Sam Tank yawned. A scruffy looking man stood nervously before the commission. He wore a cheap suit that not only failed to match his tie but also the pants to the jacket. This was the fifth time the commission had gathered and the third time Mr Rhodes, the terminal manager at Newport Haven, had fronted them – one would assume he would have grown some confidence for the experience but there he stood, fumbling his speech worse than ever.

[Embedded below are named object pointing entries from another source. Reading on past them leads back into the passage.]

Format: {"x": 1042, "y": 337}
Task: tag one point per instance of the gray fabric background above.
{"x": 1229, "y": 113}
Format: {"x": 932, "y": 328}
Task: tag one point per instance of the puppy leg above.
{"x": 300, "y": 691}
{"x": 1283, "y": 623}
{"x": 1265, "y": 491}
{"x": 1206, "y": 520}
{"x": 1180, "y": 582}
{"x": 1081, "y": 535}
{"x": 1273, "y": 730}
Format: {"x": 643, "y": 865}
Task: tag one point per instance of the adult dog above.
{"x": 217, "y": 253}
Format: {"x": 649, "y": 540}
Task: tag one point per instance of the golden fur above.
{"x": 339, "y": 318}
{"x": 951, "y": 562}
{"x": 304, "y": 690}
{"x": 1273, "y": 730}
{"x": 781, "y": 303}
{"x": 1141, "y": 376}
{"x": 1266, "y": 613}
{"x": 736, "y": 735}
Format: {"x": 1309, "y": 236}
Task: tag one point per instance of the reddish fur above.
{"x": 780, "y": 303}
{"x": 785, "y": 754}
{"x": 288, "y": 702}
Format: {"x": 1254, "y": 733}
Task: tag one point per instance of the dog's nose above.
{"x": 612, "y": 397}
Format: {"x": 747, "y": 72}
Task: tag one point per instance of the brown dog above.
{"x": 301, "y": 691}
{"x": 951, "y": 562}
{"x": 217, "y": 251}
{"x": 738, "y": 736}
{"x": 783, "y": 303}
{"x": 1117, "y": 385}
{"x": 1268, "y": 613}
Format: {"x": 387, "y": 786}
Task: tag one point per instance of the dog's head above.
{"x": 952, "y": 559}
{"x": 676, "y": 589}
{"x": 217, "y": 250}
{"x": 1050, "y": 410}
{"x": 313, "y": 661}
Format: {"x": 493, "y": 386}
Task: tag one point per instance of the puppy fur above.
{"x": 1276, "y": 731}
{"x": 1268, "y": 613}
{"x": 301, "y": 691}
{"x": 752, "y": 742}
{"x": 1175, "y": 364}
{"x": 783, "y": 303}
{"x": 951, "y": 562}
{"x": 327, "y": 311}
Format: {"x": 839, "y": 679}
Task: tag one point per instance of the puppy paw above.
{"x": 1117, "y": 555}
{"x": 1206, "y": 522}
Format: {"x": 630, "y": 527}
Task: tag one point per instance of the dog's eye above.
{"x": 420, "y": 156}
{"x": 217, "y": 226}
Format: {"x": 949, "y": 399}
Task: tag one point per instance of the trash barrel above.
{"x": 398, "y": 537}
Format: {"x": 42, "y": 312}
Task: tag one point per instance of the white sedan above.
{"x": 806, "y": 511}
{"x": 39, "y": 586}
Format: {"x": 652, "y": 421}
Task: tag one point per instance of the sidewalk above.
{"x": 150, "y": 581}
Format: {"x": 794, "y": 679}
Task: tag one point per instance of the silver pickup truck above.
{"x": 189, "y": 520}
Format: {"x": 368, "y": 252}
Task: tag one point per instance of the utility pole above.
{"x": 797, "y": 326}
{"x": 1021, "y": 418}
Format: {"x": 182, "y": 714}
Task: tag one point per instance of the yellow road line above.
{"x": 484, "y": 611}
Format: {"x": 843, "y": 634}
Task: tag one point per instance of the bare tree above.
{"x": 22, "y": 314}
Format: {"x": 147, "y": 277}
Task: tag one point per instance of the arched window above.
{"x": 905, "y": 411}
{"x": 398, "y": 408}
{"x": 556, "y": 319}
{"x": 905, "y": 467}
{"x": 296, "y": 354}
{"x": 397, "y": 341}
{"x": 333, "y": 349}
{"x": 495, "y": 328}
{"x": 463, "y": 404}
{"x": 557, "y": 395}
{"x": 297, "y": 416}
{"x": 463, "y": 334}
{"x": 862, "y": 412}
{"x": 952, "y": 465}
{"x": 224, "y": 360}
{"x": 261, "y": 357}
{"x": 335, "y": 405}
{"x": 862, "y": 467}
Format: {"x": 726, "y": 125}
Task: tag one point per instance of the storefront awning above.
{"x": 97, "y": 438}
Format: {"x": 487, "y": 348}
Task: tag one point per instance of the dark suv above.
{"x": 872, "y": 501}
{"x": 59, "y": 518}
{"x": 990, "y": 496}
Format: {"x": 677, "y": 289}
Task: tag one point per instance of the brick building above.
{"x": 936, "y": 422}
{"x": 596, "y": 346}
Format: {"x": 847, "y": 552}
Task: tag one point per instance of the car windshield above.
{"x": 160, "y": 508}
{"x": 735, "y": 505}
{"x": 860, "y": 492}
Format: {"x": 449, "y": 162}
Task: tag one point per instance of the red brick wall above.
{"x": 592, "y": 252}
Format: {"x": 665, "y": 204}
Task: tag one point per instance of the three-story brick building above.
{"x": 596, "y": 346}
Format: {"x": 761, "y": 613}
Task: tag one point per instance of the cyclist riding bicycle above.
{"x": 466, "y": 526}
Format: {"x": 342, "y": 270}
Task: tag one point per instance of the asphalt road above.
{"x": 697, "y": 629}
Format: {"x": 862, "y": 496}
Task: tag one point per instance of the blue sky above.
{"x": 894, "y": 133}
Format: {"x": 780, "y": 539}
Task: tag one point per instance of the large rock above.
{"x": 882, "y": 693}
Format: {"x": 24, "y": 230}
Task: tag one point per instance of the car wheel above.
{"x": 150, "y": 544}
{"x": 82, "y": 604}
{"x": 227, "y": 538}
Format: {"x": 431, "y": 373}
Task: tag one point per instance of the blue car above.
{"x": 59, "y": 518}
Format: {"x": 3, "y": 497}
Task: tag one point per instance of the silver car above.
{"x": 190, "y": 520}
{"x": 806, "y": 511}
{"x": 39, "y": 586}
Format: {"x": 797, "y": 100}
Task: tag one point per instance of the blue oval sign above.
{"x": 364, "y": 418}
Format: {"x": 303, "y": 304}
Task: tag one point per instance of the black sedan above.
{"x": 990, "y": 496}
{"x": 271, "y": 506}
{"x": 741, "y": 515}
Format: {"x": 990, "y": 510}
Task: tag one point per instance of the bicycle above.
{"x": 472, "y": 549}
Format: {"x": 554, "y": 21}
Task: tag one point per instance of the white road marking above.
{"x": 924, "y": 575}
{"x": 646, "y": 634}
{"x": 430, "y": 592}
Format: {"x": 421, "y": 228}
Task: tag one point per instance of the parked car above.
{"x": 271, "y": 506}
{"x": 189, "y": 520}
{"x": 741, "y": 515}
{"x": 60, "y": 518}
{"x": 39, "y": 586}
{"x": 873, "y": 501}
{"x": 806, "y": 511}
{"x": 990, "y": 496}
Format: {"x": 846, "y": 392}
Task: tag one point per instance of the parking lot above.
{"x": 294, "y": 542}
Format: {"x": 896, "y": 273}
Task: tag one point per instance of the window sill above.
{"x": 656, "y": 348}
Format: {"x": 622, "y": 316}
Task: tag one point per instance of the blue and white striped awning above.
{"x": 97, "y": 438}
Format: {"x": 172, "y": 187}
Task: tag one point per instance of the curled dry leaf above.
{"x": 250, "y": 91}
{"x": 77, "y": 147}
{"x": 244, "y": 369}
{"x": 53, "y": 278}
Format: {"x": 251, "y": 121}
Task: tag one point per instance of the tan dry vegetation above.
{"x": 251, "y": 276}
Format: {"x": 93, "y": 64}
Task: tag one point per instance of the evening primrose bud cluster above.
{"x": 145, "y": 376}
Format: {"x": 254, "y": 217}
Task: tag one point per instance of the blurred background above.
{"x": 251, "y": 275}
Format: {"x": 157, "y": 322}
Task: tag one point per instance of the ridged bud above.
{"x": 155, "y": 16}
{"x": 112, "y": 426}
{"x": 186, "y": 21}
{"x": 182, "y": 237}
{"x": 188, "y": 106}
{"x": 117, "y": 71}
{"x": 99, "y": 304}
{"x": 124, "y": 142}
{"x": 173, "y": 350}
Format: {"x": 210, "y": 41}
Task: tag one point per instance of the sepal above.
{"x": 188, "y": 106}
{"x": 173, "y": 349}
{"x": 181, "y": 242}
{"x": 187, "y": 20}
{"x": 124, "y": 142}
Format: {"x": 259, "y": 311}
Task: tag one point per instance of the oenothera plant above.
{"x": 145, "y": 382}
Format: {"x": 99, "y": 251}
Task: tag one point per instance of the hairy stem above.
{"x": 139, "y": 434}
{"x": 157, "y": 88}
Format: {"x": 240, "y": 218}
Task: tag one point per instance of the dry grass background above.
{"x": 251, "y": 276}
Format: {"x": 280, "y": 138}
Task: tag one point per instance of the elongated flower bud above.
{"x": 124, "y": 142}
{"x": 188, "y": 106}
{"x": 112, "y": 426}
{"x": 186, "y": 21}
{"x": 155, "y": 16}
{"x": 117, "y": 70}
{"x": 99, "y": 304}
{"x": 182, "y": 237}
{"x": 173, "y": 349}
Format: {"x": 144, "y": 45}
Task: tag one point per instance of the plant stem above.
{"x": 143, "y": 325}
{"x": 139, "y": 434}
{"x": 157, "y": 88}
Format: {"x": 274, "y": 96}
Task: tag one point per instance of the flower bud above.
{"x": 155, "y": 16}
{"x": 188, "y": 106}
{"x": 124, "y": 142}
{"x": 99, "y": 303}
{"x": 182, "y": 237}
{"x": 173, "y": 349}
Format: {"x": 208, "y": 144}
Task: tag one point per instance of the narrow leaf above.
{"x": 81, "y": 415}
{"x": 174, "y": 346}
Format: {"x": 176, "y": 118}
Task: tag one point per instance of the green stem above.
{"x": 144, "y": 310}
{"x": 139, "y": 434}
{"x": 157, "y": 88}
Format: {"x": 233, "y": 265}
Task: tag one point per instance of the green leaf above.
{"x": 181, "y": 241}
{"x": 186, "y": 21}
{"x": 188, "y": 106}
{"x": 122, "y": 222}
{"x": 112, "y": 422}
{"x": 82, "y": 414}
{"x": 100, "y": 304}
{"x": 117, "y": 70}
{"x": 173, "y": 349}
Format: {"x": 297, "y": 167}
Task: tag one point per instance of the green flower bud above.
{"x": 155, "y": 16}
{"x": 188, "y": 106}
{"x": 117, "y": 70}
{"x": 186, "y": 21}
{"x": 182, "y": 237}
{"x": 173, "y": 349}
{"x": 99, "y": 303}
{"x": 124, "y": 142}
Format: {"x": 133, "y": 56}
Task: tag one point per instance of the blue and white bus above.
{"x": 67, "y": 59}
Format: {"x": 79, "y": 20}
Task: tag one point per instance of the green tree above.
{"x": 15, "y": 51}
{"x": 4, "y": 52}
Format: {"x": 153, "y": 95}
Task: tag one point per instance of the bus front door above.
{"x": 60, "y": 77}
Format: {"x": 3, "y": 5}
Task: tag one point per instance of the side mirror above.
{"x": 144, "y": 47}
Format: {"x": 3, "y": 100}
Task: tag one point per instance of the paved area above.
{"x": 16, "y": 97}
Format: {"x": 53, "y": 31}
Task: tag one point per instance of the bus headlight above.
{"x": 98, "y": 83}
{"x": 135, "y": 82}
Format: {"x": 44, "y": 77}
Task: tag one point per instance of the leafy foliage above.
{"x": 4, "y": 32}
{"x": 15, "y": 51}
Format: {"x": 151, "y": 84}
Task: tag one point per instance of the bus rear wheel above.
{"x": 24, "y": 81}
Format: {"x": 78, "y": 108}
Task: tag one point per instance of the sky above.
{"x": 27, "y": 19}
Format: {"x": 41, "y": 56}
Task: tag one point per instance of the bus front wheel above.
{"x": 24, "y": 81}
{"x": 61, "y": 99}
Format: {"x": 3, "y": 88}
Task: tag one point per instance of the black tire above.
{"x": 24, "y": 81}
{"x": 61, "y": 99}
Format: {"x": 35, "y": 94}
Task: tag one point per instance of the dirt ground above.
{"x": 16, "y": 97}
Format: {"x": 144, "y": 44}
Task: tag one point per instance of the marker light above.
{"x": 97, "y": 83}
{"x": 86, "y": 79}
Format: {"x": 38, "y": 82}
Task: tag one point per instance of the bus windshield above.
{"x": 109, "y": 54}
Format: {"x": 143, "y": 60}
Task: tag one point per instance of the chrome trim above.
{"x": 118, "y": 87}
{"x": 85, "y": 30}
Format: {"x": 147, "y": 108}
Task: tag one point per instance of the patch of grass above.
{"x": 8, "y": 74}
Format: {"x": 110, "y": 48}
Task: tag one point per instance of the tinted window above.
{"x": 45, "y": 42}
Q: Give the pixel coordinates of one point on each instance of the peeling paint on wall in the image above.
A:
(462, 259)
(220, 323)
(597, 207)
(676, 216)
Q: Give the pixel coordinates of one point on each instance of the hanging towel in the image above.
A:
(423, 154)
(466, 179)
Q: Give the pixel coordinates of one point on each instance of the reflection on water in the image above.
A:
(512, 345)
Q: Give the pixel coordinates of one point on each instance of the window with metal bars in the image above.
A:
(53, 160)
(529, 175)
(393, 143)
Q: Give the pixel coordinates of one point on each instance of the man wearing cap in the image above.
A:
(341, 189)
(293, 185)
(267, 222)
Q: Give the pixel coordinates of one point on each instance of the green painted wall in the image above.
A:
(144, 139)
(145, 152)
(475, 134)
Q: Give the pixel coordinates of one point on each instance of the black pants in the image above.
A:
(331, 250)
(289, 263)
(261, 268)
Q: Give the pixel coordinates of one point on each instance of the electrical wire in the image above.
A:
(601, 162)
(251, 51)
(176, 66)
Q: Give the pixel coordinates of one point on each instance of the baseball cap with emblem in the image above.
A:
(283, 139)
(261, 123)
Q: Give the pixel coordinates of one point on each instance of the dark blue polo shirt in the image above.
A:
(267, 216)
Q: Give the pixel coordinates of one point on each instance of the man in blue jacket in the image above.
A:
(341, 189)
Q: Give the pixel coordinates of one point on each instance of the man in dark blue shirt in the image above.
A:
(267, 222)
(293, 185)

“So I must stress that after considering the safety protocols in place at the various levels of command this couldn’t have been an accident. And I- I am not sure how the commission feels about this information but there still hasn’t been any action!” his voice rose uncontrollably as he tried to spew out his sentiment. Sam glared at him until their eyes met and he immediately bowed his head to avoid the attention. “Fur- further, uh, more, I feel it is my duty as terminal manager and....and as a citizen to inform-” he looked up again, found Sam’s intensity still bearing down upon him, “To inform-” he exhaled , clearly distressed. “To inform the population with or without the approval of the board!” again he finished rather boisterously, his passion and anxiety lifting him for a moment before he shrank back down into his shell, cowering as if to repel the board’s response.
The moment hung in the air. Normally Sam would want to shoot an aggressor down with precise immediacy, but Mr Rhodes made no effort to solidify his stance which would serve to weaken it naturally. Sam waited a moment longer, watched as Rhodes peered out of his hiding spot like the townsfolk waking up to the morning after the invading party staged a midnight retreat. It had just occurred to him to say something-
“Are you threatening the board, Mr Rhodes?” Sam asked lazily, not even validating Rhodes’ courage with aggression, simply dismissing it completely. The terminal manager hesitated. “We have addressed the issue previously. The board has agreed that disclosure and the collateral damage associated would be far too great.”
“But it’s the truth.”
“No it’s not the truth, Mr Rhodes, it is your highly regarded opinion. The opinion of the terminal manager who failed to respond to any of the warnings sent to him which may have prevented the loss of hundreds more lives by a simple evacuation procedure. Convenient-”
“-But I told you I-”
Convenient,” Sam raised his voice, “that you have a theory of your own to contradict the testimonies of the central programming rail authorities. These warnings were recorded on the system. We have the records, they have been presented to the board, we have records of the records being presented, validated, supported by third parties. You, Mr Rhodes, only have circumstance. In fact the only record you have is the dim witted, lingual prat fall of Mark Tanenworth, who has since stated that he was commenting based on a confidence in your highly regarded opinion.”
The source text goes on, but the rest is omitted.